Global conditional (time aggregation)#

TOML CONFIG

[drs_settings.special.time_aggregation]
type      = "conditional"
condition = "'pt' in '{{ time_frequency | default(\"mean\") | lower }}'"
true      = "inst"
false     = "mean"

CORDEX composite model (call)#

TOML CONFIG

[drs_settings.dialect.cordex.special.model]
type = "call"
call = "'{{ driving_model }}-{{ rcm_name }}-{{ rcm_version }}'"

CMIP6 lookups (realm / frequency)#

TOML CONFIG

[drs_settings.dialect.cmip6.special]
realm.type            = "lookup"
realm.tree            = ["{{ table_id }}", "{{ variable_id }}"]
realm.attribute       = "realm"

time_frequency.type   = "lookup"
time_frequency.tree   = ["{{ table_id }}", "{{ variable_id }}"]
realm.attribute       = "frequency"

Performance notes#

  • The lookup rule is designed for high repetition: even if filenames are unique, the (table_id, variable_id) pairs repeat, so cached results eliminate costly I/O.

  • Keep conditional and call expressions simple; they run per file.

Warning

  • Both conditional and call use eval with your model dict as the only scope (no Python builtins). Treat configuration as trusted input.
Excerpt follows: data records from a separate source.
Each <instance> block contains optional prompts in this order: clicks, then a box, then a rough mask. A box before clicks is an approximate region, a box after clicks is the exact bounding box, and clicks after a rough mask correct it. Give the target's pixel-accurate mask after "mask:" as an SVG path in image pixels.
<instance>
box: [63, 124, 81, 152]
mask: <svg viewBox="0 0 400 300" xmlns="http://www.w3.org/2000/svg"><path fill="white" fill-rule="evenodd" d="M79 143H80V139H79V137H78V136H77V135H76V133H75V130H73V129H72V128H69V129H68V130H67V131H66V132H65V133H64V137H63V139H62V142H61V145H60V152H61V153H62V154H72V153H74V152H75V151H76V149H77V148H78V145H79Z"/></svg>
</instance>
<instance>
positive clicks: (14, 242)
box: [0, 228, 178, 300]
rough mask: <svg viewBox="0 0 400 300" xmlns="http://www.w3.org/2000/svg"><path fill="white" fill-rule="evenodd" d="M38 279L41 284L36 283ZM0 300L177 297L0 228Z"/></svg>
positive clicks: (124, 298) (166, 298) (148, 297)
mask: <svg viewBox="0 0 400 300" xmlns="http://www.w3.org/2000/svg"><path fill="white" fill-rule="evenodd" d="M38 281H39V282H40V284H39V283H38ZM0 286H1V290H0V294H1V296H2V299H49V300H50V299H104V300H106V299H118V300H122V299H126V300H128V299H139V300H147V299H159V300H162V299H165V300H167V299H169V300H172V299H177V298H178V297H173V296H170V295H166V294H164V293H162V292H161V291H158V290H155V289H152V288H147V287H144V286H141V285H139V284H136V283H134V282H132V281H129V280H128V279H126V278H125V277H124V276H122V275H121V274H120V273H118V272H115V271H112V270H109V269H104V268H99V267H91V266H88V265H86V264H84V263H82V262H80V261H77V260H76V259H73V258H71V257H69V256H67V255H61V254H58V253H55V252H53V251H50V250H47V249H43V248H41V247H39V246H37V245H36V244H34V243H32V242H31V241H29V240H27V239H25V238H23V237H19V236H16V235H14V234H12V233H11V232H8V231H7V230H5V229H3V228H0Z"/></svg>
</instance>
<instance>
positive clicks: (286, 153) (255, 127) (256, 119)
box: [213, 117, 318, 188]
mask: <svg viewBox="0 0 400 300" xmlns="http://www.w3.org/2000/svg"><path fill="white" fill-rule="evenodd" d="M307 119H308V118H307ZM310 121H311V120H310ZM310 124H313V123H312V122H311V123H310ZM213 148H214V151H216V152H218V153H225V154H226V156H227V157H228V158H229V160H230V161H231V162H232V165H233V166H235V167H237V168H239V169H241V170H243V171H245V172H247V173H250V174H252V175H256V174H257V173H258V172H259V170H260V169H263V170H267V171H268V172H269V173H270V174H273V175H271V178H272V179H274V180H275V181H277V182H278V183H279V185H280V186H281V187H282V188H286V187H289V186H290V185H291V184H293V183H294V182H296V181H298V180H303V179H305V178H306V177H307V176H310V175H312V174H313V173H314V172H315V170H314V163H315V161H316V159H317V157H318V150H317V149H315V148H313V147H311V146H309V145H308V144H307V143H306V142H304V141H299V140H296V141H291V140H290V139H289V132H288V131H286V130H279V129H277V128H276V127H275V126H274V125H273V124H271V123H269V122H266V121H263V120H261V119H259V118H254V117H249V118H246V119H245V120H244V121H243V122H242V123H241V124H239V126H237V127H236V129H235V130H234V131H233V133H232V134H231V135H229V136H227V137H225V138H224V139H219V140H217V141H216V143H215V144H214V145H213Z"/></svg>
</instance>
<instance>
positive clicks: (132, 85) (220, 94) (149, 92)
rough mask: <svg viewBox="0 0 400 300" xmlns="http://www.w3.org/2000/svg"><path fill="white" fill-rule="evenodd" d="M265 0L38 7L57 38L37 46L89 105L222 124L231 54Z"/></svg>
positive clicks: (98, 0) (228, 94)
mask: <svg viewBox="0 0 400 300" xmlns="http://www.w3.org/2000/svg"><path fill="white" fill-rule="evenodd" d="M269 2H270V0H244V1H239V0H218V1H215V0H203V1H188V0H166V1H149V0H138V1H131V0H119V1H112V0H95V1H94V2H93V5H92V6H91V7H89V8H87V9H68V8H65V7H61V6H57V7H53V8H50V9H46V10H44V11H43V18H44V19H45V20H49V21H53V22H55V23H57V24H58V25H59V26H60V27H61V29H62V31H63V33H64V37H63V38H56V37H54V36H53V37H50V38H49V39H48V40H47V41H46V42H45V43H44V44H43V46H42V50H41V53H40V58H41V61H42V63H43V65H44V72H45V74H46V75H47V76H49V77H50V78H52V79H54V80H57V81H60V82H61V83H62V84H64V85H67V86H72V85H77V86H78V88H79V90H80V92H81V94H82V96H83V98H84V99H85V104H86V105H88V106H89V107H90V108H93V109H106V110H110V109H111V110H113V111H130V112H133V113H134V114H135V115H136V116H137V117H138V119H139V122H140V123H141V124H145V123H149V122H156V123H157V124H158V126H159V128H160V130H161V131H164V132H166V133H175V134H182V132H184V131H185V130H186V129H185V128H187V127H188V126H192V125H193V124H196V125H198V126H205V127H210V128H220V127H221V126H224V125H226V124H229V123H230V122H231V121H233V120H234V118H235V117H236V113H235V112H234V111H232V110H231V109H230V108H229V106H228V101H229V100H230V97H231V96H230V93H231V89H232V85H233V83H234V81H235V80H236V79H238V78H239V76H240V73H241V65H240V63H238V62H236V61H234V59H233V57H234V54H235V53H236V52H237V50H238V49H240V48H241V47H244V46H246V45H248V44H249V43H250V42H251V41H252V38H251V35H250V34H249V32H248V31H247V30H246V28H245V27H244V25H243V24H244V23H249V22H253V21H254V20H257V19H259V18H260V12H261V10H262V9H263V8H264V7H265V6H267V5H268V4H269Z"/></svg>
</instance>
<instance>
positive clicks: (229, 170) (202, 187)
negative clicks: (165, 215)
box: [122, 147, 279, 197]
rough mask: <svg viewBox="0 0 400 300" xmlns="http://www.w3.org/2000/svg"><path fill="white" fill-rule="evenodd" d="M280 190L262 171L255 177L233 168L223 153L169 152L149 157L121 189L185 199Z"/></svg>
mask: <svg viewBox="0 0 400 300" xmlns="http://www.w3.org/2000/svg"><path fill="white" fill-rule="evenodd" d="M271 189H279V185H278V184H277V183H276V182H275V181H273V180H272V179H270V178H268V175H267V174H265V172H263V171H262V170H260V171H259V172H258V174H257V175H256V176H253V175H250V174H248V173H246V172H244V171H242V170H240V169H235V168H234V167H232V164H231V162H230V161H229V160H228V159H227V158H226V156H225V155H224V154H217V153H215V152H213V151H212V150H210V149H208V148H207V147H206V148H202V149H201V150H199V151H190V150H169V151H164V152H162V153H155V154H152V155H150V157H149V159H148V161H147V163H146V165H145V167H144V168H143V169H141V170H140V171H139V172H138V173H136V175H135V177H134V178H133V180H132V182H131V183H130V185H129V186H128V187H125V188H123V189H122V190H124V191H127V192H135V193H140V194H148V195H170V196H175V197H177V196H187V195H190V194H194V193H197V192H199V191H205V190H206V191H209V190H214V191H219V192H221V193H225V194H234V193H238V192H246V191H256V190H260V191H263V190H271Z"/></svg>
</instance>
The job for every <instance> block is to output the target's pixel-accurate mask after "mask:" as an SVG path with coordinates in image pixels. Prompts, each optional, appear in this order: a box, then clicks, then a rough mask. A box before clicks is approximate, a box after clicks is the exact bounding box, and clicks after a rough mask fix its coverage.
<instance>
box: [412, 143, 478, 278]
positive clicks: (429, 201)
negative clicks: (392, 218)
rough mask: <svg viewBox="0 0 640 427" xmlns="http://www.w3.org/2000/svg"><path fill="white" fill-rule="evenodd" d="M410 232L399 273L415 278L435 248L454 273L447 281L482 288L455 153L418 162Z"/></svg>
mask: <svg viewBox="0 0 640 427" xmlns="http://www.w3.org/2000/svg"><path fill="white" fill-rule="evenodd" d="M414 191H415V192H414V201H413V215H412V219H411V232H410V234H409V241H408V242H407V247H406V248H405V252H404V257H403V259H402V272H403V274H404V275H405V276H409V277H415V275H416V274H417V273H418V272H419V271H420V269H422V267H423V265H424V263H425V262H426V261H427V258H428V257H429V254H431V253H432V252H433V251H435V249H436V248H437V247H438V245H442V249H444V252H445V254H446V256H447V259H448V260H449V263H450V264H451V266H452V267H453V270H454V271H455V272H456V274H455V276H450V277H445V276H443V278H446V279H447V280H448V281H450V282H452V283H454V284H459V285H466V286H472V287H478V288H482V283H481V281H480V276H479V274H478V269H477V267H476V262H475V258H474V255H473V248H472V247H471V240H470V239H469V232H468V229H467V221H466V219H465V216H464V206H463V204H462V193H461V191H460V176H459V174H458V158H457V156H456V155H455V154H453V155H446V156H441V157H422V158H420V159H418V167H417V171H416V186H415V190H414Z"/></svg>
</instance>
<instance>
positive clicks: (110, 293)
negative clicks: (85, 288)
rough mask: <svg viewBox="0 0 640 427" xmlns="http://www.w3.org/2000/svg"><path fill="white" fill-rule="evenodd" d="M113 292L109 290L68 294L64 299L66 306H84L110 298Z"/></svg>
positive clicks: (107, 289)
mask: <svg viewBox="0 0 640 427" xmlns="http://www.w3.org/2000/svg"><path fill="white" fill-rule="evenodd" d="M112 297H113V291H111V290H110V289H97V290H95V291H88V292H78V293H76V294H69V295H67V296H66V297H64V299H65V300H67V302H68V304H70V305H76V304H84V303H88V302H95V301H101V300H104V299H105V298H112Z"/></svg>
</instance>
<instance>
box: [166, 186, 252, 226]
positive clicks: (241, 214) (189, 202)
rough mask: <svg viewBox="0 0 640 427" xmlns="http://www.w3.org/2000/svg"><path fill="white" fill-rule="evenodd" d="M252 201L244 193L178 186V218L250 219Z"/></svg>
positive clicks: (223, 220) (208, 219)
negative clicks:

  • Prefer Jinja templating ({{ ... }}) for string assembly and limit Python expressions to straightforward logic.

  • When using Jinja templating variable quoting is important.

  • Don’t use this method if you can’t expect consistency of attributes across many files.

Troubleshooting#

  • Nothing gets assigned: - Ensure the facet isn’t already present from path/data extraction. - Remember: falsy results ("", [], 0, False) are not assigned.

  • Name errors in expressions: - In conditional/call expressions, only names from the model dict are available; use Jinja to substitute metadata values first ({{ variable }}).

  • Name errors:
    • Check quotes in Jinja templates.